# Want to become a mason



## MichaelA.Vivar (Sep 22, 2015)

Is there anything I can do to prepare myself mentally and spiritually to become a freemason and learn the craft?


----------



## Keith D. McKeever Jr. (Sep 22, 2015)

When I was initiated, passed, and raised; a brother told me this. 1st of all; have faith and 2nd we can't kill you, but you'll wish you we're dead!


----------



## MarkR (Sep 23, 2015)

Michael, I don't know why Keith said that.  Nobody who has been through the degrees in my lodge wished they were dead.  Nothing bad will happen to you.  Or it should not.  Any lodge that abuses or hazes you is violating the spirit of Freemasonry.

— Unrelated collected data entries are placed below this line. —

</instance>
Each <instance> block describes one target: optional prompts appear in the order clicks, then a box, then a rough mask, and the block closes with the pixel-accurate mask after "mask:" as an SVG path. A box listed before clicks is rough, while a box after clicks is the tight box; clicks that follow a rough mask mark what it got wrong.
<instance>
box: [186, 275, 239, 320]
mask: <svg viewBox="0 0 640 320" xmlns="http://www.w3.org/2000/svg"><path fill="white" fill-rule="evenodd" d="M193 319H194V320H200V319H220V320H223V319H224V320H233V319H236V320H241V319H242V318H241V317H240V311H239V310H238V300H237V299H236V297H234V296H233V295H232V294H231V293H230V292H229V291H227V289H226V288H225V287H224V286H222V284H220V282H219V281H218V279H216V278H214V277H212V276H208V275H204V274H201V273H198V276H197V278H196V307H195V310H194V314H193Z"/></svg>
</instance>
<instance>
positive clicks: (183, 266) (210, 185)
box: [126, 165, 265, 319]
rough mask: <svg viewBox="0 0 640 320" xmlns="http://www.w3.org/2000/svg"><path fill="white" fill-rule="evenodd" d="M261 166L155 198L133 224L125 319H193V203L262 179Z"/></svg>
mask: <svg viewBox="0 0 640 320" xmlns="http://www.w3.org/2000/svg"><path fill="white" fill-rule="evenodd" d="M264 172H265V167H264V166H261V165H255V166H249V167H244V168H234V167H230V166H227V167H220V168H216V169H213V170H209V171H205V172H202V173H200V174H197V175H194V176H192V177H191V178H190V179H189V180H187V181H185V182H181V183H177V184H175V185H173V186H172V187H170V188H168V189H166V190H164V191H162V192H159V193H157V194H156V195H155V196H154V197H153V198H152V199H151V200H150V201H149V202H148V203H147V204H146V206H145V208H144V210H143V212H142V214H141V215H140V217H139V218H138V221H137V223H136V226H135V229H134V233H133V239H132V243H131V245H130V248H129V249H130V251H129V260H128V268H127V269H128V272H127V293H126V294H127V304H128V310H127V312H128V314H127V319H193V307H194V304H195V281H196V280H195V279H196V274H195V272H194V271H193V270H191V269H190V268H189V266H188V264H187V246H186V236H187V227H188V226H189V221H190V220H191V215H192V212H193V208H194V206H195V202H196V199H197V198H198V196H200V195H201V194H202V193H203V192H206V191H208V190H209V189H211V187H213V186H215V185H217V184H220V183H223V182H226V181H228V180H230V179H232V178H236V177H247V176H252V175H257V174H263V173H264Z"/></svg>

All I can say in the way of preparation, just self-examination and understanding what you expect from Masonry, and what Masonry can expect from you.


----------



## Keith D. McKeever Jr. (Sep 23, 2015)

Well MarkR to tell you the truth; there was no hazing and abuse involve. You know the story of our GMHA. They're more to what I said. For us to be speculative Mason; you should know that I'm not talking literally.


----------



## dfreybur (Sep 23, 2015)

Ask a Mason for a petition.  Depending on where you are the exact process varies but that's the starting point.

Read all you like about Masonic history and philosophy.  Avoid anything that claims to say what happens at the degrees.  Put your trust in your friends just as they did when they started their degrees.  Going in cold has the most emotional impact.  Going in knowing the events spoils the emotional impact and shows lack of trust therefore lack of faith or lack of positive view of the fraternity.


----------



## Mike Martin (Sep 23, 2015)

MichaelA.Vivar said:


> Is there anything I can do to prepare myself mentally and spiritually to become a freemason and learn the craft?


 Just remember that EVERY man in the Lodge with you has been through exactly (more or less) what you are about to go through and they all still keep coming back. This combined with trust in your soon to be brothers is all that you need.


----------



## Warrior1256 (Sep 25, 2015)

Mike Martin said:


> Just remember that EVERY man in the Lodge with you has been through exactly (more or less) what you are about to go through and they all still keep coming back. This combined with trust in your soon to be brothers is all that you need.


Agreed, very well said.


----------